Before there were paper ballots in America, there was the human voice. Per the viva voce system, a practice with roots in Ancient Greece, eligible voters would call out the names of their preferred candidates to a government clerk, who registered votes in a pollbook. Sometimes bodies would suffice: in Kentucky, until the early nineteenth century, some elections were decided by counting the number of supporters lined up on opposite sides of the road. In some colonies, people would cast their votes with corn and beans—corn for yea, beans for nay.
Though voting “by papers” gained in popularity during Colonial times, state governments made little effort to standardize ballots until the early nineteenth century. Ballots often required voters to write their preferred candidate’s name on a scrap of paper, which might only be counted if the name was legible and correctly spelled. By the end of the eighteen-twenties, the sheer number of elected offices became too much for a scribe to list, paving the way for the legalization of printed ballots provided by party workers and candidates themselves. As political parties grew and the lists of candidates became longer, the ballots began to resemble the timetables on railway tickets—hence the term “party ticket.”
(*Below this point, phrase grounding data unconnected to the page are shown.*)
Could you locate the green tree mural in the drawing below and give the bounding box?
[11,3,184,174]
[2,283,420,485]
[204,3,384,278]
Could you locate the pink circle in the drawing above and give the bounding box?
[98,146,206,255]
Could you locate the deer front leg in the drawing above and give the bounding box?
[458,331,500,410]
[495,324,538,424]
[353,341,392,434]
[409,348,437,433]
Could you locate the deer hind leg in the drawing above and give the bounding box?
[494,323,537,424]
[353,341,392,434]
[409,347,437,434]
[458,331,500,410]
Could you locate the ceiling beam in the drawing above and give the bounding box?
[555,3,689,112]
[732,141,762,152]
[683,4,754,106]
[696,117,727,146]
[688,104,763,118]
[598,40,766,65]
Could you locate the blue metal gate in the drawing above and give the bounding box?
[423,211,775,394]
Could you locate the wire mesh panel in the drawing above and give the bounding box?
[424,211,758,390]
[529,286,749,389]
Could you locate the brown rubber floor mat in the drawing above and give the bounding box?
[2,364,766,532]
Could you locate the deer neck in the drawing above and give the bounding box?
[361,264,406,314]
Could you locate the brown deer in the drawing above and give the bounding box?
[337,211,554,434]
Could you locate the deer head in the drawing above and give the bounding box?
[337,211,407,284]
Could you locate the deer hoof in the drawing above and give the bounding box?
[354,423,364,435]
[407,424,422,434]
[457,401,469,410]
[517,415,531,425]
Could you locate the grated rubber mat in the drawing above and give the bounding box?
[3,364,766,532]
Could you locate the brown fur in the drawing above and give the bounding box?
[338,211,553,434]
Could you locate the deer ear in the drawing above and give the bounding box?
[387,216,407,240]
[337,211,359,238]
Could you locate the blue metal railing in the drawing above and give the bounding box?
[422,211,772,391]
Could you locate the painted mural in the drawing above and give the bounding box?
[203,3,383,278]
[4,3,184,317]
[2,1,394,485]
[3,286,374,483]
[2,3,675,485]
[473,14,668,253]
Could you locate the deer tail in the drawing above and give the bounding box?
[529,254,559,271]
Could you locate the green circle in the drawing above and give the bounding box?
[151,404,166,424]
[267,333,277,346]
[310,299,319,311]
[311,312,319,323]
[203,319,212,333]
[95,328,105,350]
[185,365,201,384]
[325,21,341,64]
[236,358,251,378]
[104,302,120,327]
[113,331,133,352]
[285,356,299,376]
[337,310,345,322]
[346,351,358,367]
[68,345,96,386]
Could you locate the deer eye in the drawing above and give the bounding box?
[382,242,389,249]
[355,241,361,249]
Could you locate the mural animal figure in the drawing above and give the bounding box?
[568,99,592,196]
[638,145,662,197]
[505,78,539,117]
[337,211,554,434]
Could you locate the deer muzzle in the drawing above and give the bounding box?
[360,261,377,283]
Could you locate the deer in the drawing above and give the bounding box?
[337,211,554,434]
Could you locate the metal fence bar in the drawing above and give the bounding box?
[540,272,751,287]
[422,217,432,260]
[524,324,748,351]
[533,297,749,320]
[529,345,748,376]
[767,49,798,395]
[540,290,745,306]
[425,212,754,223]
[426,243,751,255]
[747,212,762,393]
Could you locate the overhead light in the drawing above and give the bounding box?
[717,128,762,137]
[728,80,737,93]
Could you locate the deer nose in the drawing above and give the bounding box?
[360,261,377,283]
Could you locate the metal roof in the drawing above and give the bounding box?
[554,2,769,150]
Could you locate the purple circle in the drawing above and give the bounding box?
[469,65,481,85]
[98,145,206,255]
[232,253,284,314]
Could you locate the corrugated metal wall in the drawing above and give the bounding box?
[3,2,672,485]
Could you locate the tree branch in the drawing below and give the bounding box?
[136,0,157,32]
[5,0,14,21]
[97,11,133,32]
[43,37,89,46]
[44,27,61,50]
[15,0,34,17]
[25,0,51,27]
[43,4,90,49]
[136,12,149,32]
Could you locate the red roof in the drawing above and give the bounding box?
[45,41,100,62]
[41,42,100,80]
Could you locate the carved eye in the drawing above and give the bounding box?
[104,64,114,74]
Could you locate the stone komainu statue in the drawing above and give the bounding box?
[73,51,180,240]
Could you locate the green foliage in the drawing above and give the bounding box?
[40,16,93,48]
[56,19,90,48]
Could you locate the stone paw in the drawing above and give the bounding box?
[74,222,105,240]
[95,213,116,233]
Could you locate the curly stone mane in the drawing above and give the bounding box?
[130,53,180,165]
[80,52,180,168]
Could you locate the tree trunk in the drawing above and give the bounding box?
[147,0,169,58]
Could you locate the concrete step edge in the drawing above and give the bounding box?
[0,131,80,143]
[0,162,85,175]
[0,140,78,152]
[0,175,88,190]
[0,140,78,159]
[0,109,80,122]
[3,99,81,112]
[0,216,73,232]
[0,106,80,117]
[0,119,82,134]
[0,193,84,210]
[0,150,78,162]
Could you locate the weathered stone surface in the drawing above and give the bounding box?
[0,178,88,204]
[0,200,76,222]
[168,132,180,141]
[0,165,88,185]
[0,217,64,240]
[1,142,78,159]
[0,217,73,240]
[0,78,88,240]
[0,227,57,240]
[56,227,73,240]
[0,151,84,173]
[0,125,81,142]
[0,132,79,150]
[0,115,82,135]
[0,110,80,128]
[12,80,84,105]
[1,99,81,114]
Despite regulations in some states that required ballots to be printed in black ink on white paper, parties would use distinctive graphic layouts and production methods that allowed party enforcers to monitor voting by visually determining the allegiance of the voter. Ballots were printed on off-white or brightly hued card stock for a more distinguishing look. The styles ranged from single names printed on small slips of paper to a riot of typefaces, colors, inks, and imagery. (After the Civil War, ballots commonly featured anti-immigrant party mottos, such as “Exclude the Chinese,” and allegorical depictions of the country threatened by encroaching immigrant hordes.) Elaborate designs were also printed on the back of ballots. Held in hand and displayed publicly, these ballots were their own form of political advertising, with the voter serving as a billboard.